Perl Possibilities

Gideau has asked for the wisdom of the Perl Monks concerning the following question:

Replies are listed 'Best First'.
Re: Will it work? by Corion (Patriarch) on Mar 15, 2016 at 10:40 UTC
I think this will highly depend on how machine-readable your recommendations are, and how much prose there is. Perl can read various file formats, such as Excel, MS Word, text files and some versions of PDF formats to extract the information stored in it. One large issue will be extracting the recommendation once you have the raw text. This will border on "sentiment analysis" unless you can come up with a sure-fire list of phrases that indicate a strong recommendation. If you have never programmed before, I recommend that you use a programm which your faculty is familiar with.	[reply]
Re: Will it work? by choroba (Cardinal) on Mar 15, 2016 at 10:40 UTC
It's definitely possible, but the level of complexity depends on many aspects you didn't mention. What format are the filings in? Plain text, Word documents (which version), PDF, other? How large are the filings? What languages were used to write them? How standardised are they? See for example the Lingua and Treex namespaces for modules that could help you process natural language. ($q=q:Sq=~/;[c](.)(.)/;chr(-\|\|-\|5+lengthSq)`"S\|oS2"`map{chr \|+ord }map{substrSq`S_+\|`\|}3E\|-\|`7**2-3:)=~y+S\|`+$1,++print+eval$q,q,a, [download]	[reply] [d/l]
Re: Perl Possibilities by ww (Archbishop) on Mar 15, 2016 at 11:45 UTC
The master's candidate (OP) formatted this better than s/he did with Reaped: Will it work? but the original has two excellent replies (as of 0730 EDT 201603/15). If this thread is retained (the original had been considered for reaping before I saw it) the replies should be reparented here. Now, FWIW, a brief endorsement of those replies: source format(s) are important; degree of standardization is probably even more so, unless OP is willing to create an exhaustive list of equivalents and close alternates to "recommendation" and to do additional parsing to assure that the extracted information isn't polluted by comments such as "cannot in good conscience recommend (proposal A \|\| proposal B). If the source data is a set of Y/N answers to questions, that's not going to be difficult, but if it's (conversational or formal) prose, then going thru mere thousands of filings is apt to look quite easy. And what sort of sample data (other than the actual source data) would provide a thorough test of the code? `++$anecdote ne $data`	[reply] [d/l]

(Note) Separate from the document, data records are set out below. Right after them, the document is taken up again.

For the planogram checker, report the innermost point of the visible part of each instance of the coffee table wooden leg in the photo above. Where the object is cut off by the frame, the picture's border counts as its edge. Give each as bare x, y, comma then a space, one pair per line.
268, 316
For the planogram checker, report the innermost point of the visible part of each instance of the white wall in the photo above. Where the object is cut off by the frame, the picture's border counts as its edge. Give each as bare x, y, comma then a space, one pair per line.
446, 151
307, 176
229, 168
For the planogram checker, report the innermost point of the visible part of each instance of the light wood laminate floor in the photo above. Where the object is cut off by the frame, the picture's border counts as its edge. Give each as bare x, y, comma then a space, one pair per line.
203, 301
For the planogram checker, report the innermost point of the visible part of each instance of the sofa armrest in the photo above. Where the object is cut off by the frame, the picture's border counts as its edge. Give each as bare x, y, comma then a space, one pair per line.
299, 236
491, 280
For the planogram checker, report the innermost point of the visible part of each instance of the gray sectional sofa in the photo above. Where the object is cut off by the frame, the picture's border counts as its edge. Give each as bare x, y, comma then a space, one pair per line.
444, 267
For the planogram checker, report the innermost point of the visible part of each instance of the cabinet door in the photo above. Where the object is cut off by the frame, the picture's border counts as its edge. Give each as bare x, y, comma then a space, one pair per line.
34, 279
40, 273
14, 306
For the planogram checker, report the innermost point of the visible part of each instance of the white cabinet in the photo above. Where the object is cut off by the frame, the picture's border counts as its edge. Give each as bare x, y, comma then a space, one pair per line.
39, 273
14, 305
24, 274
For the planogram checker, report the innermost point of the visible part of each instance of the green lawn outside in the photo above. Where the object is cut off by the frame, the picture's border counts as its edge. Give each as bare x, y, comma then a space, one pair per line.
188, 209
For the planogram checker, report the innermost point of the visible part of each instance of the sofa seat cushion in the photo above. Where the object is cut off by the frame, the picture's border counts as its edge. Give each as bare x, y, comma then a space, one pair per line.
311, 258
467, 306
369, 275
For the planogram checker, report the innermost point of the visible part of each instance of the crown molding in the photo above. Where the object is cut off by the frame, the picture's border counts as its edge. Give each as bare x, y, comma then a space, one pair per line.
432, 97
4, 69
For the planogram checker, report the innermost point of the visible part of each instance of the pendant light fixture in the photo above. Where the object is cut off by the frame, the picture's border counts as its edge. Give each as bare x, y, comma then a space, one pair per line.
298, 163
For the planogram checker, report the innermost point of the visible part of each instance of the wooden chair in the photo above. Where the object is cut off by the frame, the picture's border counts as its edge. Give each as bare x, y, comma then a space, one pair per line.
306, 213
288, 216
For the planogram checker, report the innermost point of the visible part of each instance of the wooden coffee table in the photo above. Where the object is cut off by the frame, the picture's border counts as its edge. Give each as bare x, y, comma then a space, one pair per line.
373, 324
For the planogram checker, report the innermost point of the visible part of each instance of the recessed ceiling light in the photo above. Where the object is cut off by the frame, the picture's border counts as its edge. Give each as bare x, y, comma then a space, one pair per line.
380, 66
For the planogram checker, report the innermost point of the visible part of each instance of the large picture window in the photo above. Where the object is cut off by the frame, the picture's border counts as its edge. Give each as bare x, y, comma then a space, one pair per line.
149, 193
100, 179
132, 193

Re: Perl Possibilities by Ea (Chaplain) on Mar 15, 2016 at 15:33 UTC
Yes, Perl is one of many languages that can help you with Text Mining and Information Retrieval. It certainly helped with my thesis, but like all tools, it can take some time to learn to use them. What you haven't clearly said is whether you only want to do a bit of parsing/extracting or go full on into Natural Language Processing which is why you were asked for a small sample to give us an idea what you're after. As mentioned above, your baby steps will likely involve regular expressions which is actually a small language all on it's own, but IMHO, Perl has the best regex implementation. You can find a short introduction in Modern Perl. I liked it so much, I bought a paper copy. There are a lot of third party libraries available from CPAN that go beyond what's easily achievable with the basic language. Investigate the Lingua::EN modules for some ideas and try not to re-invent the wheel without a good reason. Best of luck, Sometimes I can think of 6 impossible LDAP attributes before breakfast.	[reply]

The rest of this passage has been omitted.